Would you say the same for Nerites?


----------



## Hufsa (30 Apr 2022)

Nerites are good girls and boys, aside from their slightly unsightly eggs they dont do anything untoward and come in some beautiful colors 
They sadly dont last very long in acidic/CO2 injected tanks  Cant remember if you're running CO2 or not @Buggy


----------



## Buggy (1 May 2022)

Hufsa said:


> Nerites are good girls and boys, aside from their slightly unsightly eggs they dont do anything untoward and come in some beautiful colors
> They sadly dont last very long in acidic/CO2 injected tanks  Cant remember if you're running CO2 or not @Buggy


Ah, yeah, I am. My area also has soft water. So that's another one ticked off the list.


----------



## Buggy (1 May 2022)

(Apologies, my page lagged and double posted)


----------



## X3NiTH (2 May 2022)

I’ll revise my original statement, Anubia Stems and Rhizomes are fair game for Apple snails, no plant is safe!















Total Carnage!


----------



## Simon Cole (2 May 2022)

That shrimp is saying like, dude you ate my home.

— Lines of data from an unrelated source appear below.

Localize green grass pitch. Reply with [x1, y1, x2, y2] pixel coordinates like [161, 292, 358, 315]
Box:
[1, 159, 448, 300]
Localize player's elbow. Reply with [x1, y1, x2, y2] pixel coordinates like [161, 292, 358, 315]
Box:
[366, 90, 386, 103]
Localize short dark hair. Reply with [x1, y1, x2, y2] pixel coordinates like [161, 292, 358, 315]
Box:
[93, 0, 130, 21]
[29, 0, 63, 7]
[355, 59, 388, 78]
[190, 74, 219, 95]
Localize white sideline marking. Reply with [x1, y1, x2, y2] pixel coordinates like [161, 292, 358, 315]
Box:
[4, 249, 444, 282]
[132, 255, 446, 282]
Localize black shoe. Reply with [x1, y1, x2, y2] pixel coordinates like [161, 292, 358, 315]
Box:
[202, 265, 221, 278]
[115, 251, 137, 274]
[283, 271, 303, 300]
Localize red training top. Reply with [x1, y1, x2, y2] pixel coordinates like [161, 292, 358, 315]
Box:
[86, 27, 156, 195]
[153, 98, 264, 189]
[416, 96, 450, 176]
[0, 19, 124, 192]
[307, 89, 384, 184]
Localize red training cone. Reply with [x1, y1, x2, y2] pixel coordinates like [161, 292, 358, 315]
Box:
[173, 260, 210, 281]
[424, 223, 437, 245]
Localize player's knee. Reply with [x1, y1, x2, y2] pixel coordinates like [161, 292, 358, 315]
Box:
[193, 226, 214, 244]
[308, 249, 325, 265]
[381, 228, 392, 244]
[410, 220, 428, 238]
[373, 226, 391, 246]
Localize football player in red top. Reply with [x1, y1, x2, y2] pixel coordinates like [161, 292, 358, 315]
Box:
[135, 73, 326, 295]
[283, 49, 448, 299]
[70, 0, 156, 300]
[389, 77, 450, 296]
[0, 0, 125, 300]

And the snails is like, somebody needed to go to the greengrocers... right what's next, I'm off.


----------



## Buggy (2 May 2022)

X3NiTH said:


> I’ll revise my original statement, Anubia Stems and Rhizomes are fair game for Apple snails, no plant is safe!
> 
> View attachment 187840
> View attachment 187839
> ...


Oof, that's brutal!


----------



## peaches (7 May 2022)

Pomacea canaliculata do eat plants.  They have pink eggs.  I keep Pomacea diffusa and feed them well, they don't eat crypts and anubias, which I grow.  They tend to only eat plant matter that is dying or rotting.  There are many different types of apple snails or mystery snails.  Go to applesnail.net identify yours, and then you will know if you have plant eaters.


----------



## Hufsa (8 May 2022)

I kept various color apple snails many years ago and didnt experience problems with them eating plants.
I tried getting some about a year ago, diffusa type with pale eggs, and they went to town on my plants 🤷‍♀️


----------